I'm going to add that book to my list of things to acquire and read. There should be no problem meeting the fifty this year. For Book Review No. 9 I offer Michael Lewis's Panic, which suggests it's 20 years in the making. Mr Lewis collects a number of columns, some humorous, some instructive. One column helped me understand the tranching of mortgages in mortgage-backed securities (although I'm still not completely clear on whether specific mortgages provide collateral for specific securities, or whether the principal and interest are commingled in backing the entire convex combination of securities). The book ends with a series of columns on the recently-ended real estate bubble. But before that came the dot.com bubble (but for the campaign against terrorism might the real estate bubble have come sooner), preceded immediately by the Asian Tiger bubble, and a decade before that came the portfolio insurance bubble and the Crash of 1987.

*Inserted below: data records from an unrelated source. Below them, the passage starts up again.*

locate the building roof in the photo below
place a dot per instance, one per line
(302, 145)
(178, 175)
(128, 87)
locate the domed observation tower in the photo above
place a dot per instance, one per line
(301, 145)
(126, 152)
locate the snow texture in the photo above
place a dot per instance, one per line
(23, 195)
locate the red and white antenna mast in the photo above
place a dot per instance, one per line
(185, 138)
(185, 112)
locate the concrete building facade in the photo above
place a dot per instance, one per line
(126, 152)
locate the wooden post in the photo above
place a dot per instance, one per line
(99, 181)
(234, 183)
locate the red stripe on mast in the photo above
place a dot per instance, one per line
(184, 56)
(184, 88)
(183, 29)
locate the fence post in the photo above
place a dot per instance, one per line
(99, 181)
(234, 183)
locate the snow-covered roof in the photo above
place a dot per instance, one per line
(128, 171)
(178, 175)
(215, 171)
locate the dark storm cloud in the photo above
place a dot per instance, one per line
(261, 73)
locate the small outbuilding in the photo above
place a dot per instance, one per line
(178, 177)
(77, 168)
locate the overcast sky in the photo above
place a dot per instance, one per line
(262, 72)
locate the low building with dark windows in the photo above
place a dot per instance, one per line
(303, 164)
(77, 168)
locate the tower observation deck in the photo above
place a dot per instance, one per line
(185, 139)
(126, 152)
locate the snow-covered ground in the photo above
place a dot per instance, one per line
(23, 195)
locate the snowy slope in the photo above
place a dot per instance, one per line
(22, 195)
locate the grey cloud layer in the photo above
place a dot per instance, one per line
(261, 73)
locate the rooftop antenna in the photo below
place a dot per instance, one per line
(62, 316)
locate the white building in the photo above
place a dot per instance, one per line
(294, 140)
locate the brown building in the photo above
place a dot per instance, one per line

Thus the story of my life: to come of age during the experiment against reality that was the late 1960s and early 1970s, and to spend young adulthood and middle age detached from the experiment against reality called upscale indulgence, where the glamour careers were hustling real estate or internet startups or derivative securities. Perhaps I can grow old watching the restoration of The America That Worked(TM).